Contactées, deux autres étudiantes interpellées qui ont assisté à cette scène ont livré un déroulé identique des événements. Après cet épisode, Louise n’a pas revu de médecin de toute la garde à vue.

« Les flics nous mentaient en permanence et tenaient des propos d’extrême-droite »

Malgré cet incident, survenu au milieu de la nuit, Louise ne sortira pas de garde à vue avant 19h le lendemain. Tout au long de la journée de mardi, les pressions des policiers ont continué.

Tout au long de la garde à vue, ces derniers ont multiplié les propos d’extrême-droite, répétant « que la France n’était plus la France », qu’il fallait « militariser le pays ». Au milieu de la nuit, ils réveillent une étudiante endormie pour l’interroger sur la réforme des retraites et le calcul des pensions : « Epuisée, la camarade n’arrive pas à répondre. Les flics se sont moqués d’elle, lui répétant "bah voilà t’en sais rien, alors arrête de faire la belle", avant de déclarer "elle est très bien la réforme des retraites, sales gauchistes." »

Dans ce contexte anxiogène, les forces de répression multiplient les mensonges, afin de faire perdre leurs repères aux étudiants : « Ils nous mentaient sur l’heure. Ils m’ont dit qu’ils n’avaient pas appelé ma mère, je ne comprenais pas pourquoi. Ils nous ont dit qu’on allait rester là 24h de plus pour faire les 48h ».

En fin de journée mardi 24 janvier, Louise et ses camarades sont finalement libérés après une journée de garde-à-vue : « j’étais surprise quand finalement ils nous ont libérés ; ils ont dit que l’affaire était médiatique et qu’ils étaient obligés de nous laisser partir ».

En effet, plus tôt dans l’après-midi, un rassemblement de solidarité devant le Campus Condorcet avait réuni plus de 100 personnes.
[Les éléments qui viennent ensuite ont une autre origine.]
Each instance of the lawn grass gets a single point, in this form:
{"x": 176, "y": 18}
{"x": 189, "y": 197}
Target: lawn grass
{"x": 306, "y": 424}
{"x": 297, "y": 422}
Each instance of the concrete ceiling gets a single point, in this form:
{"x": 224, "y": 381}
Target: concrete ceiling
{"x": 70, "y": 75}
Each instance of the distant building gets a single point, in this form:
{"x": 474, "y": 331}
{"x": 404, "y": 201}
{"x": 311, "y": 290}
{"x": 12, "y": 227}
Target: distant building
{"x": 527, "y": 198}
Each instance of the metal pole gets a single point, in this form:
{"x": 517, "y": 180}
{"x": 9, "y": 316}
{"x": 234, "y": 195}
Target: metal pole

Les étudiants ont ensuite interpellé la présidence du Campus, responsable de l’intervention policière. La mobilisation a alors permis la libération des 29 étudiants interpellés.

Outre la violence, les menaces et le sexisme dont témoigne le récit de Louise, cette arrestation collective d’une brutalité rare, pour des étudiants qui ont seulement occupé une salle d’un bâtiment associatif pendant quelques minutes, illustre la volonté de l’État d’empêcher tout mouvement étudiant. A l’heure où deux millions de personnes ont manifesté jeudi 19 janvier, le gouvernement craint que la jeunesse rejoigne la bataille contre la réforme des retraites et est prêt à tout pour l’en empêcher. Dans ce contexte, il est urgent de soutenir tous les étudiants et lycéens victime de la répression policière, et l’enjeu et de répondre à ces intimidations par une mobilisation massive, qui s’organise tout au long de cette semaine.